Importantly, our results elucidate a considerable part of existing data on AGC specificity, and they predict mutations that could switch specificity from one family to another in Table 3. For example, considering the tight interactions among positions 129, P − 2 and P − 3 (Fig. 2c), the residue at position 129 is expected to determine the variation at P − 2 and P − 3. This expectation is fulfilled in Table 3. In PKA, PKC, RAC, and S6 PK, position 129 is occupied mostly by residues that can make hydrophobic interactions (Phe, Trp, and Met), whereas in GRK, a basic residue (Lys) is commonly found at position 129. There is a corresponding change in the substrate residues at P − 2 and P − 3. Both PKA and PKC select amino acids with a long hydrocarbon chain (Arg or Lys) at P − 2 and P − 3 on the substrate (16). Arg is also strongly favored at the P − 3 site for RAC and S6 PKs (16). In contrast, for GRK2, the substrate consensus sequence has acidic residues (Asp or Glu) at P − 2 and P − 3 (16). Electrostatics seems, then, to govern the specificity between position 129 and the P − 2 or P − 3 site in GRK, whereas hydrophobic packing appears to dominate in PKA, PKC, RAC, and S6 PK. This hypothesis could be tested by mutating Phe-129 in PKA to Lys. The substrate consensus sequence should then prefer Asp or Glu at P − 2 and P − 3.

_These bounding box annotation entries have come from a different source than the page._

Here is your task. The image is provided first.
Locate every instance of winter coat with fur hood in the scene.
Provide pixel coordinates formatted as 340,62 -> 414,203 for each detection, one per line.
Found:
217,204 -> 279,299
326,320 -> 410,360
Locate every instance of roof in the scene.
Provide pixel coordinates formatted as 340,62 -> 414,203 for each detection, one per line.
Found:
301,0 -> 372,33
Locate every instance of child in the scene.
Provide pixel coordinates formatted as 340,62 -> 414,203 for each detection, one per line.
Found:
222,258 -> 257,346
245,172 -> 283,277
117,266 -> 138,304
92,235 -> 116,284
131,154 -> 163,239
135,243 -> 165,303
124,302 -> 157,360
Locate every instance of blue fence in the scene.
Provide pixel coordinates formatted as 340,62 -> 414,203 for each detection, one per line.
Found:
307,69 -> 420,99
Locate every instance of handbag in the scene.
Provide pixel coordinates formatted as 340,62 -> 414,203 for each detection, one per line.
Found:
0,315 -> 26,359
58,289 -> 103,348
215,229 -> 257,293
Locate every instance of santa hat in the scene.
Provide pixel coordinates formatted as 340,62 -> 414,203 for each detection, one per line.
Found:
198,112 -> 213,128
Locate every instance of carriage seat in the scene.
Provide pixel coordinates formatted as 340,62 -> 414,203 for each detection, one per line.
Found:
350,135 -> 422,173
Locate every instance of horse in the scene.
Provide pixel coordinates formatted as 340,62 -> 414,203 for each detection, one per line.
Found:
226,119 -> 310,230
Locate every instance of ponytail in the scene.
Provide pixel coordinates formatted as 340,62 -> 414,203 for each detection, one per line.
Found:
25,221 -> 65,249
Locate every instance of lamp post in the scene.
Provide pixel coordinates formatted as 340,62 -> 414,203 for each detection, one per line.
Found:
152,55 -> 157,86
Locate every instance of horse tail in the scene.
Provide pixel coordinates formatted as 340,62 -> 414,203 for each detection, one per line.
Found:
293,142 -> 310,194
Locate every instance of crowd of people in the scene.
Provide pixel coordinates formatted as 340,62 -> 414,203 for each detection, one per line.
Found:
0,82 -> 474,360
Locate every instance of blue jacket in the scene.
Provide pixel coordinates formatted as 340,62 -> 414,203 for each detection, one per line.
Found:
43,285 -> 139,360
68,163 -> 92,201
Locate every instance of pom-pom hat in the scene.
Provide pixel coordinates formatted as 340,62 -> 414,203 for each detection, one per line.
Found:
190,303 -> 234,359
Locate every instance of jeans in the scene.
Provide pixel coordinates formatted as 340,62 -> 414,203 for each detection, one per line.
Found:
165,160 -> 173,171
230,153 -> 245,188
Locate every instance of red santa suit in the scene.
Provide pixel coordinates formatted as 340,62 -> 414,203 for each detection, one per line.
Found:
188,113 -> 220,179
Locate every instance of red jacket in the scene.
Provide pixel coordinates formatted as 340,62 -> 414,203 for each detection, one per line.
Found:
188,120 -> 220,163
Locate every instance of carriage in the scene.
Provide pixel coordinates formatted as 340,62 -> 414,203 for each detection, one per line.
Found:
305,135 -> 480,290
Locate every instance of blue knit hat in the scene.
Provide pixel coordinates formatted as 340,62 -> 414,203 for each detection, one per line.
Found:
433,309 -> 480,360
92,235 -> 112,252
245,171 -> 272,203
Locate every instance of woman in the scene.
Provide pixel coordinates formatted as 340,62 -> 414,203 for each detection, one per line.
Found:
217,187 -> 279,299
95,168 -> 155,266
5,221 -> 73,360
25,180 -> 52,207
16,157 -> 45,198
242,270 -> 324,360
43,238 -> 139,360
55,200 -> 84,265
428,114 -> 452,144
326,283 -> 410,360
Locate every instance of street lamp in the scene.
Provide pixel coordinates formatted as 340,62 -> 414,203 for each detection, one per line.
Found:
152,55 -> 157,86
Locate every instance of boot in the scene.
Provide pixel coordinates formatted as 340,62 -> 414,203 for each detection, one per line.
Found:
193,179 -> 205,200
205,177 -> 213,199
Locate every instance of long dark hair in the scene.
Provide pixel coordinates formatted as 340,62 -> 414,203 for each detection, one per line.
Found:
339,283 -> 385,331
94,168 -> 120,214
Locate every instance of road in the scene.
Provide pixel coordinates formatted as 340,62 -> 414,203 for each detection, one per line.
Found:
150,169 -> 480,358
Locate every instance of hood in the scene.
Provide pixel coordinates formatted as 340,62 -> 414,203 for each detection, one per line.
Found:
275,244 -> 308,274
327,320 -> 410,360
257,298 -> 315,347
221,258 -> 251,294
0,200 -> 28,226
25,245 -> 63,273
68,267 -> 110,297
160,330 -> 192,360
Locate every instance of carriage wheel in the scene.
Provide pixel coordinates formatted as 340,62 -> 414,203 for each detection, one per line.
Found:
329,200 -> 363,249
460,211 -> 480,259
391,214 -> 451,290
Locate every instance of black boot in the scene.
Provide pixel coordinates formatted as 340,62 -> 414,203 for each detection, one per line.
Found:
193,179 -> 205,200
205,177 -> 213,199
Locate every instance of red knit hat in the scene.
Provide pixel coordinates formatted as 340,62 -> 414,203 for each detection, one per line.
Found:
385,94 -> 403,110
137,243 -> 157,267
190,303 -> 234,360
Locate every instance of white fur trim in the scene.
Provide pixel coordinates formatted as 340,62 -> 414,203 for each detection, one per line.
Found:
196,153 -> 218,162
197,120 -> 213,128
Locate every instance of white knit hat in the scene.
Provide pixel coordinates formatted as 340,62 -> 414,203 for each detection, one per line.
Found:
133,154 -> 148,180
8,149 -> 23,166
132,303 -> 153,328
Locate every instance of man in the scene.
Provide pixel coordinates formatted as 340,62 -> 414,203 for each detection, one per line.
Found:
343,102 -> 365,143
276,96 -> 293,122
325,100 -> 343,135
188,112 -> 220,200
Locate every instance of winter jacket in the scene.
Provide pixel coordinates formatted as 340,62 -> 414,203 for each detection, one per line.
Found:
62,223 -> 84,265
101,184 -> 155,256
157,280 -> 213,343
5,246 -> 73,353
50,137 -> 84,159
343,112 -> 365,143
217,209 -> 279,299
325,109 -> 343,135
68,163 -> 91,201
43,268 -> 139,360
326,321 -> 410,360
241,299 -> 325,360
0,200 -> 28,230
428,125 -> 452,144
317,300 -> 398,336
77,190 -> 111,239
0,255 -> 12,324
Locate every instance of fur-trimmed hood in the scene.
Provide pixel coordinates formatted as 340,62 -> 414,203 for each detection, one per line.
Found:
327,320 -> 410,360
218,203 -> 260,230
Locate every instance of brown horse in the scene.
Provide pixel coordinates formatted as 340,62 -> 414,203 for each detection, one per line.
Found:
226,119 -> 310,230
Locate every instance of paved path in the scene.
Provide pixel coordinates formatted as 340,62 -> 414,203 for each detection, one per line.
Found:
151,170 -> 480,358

Position 84 is another clear example of how Table 3 illuminates and unifies experimental data on specificity. For the P + 2 site, there seems to be no preference in PKA (16). On the other hand, PKC (16) and RAC (16) show a significant preference for the basic Arg at P + 2. In PKA, Gln-84 holds on to His 23 at P + 2 through hydrophobic and electrostatic interactions (Fig. 2b). In PKC and RAC, the counterpart of Gln-84 is either Asp or Glu (Table 3), which explains why Arg is preferred at P + 2. PKC and RAC, then, seem to use a salt bridge to achieve specificity for P + 2 recognition, whereas PKA may rely on a combination of hydrophobic and electrostatic interactions. We can readily test this hypothesis by mutating Gln-84 to an acidic residue. An enhanced preference for Arg at P + 2 would then confirm the hypothesis.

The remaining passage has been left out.